Reports from Peacemakers Camp 2003
The King, Gandhi and Truth groups started their week at camp this year with the same curriculum, but at the end of the week, each group had designed and named a unique village. Both King and Truth actually built villages, King using paper maché and Truth clay, while Gandhi made a flag to represent their village.
Each group used the book If the World Were a Village (David J. Smith, Kids Can Press) to start discussion about composition of the world’s population, languages spoken, and resource distribution and use. (See the sidebar to learn how many people live in what areas of the world if we reduce population proportionately from six billion plus to 100.) All campers also visited the Calvin Center’s Global Village for a tour of a Haitian village that has been reproduced on the campus.

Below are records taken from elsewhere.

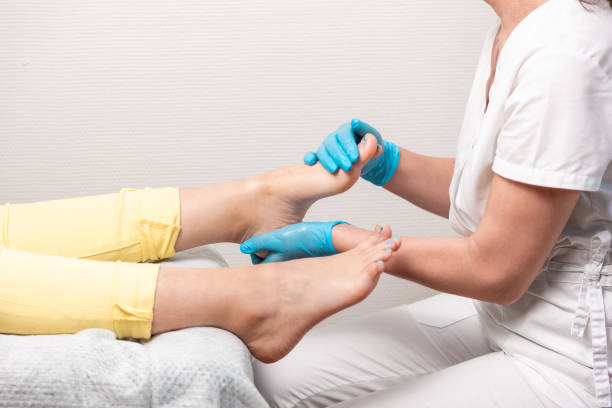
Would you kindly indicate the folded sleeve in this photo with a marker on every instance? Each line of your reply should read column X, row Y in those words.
column 557, row 129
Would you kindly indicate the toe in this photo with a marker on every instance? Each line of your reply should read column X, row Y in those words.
column 374, row 269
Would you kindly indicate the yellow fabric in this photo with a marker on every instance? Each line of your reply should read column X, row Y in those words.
column 132, row 226
column 45, row 289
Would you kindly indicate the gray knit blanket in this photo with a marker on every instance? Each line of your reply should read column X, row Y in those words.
column 196, row 367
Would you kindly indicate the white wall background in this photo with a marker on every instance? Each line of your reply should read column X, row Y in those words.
column 98, row 95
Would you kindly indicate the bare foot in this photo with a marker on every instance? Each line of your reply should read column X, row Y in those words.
column 294, row 296
column 287, row 193
column 346, row 237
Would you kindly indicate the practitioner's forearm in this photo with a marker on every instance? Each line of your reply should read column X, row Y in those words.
column 424, row 181
column 453, row 265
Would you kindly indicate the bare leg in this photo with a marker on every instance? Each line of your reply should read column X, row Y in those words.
column 270, row 306
column 233, row 212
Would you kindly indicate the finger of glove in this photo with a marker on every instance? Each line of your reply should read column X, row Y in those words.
column 349, row 145
column 332, row 145
column 326, row 160
column 362, row 129
column 310, row 158
column 264, row 242
column 256, row 260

Hein Vingerling, who has lived and worked in Haiti for many years, introduced Peacemakers to Haitian life, starting with a cinderblock kitchen separate from the house. Hein explained how a fire is tended so that there are always coals to use under the grates that cover cutouts in a concrete counter. Pots and pans sit on the grates to cook food. He pointed out the goat, a great hit with campers, that is a source of milk and cheese; he led us through a very small, cinderblock house and a small shower stall fed by a 50-gallon drum of water; we witnessed bargaining for acceptable prices in the outdoor market where we ate sample slices of 4- inch-long Caribbean bananas. Then we toured a garden and the pond where villagers fish for talapia. The last stop on the tour was the brick-making shed where each group of Peacemakers made a brick and signed it.
In the remaining two days of camp, our three groups designed their own villages the way they thought they should be.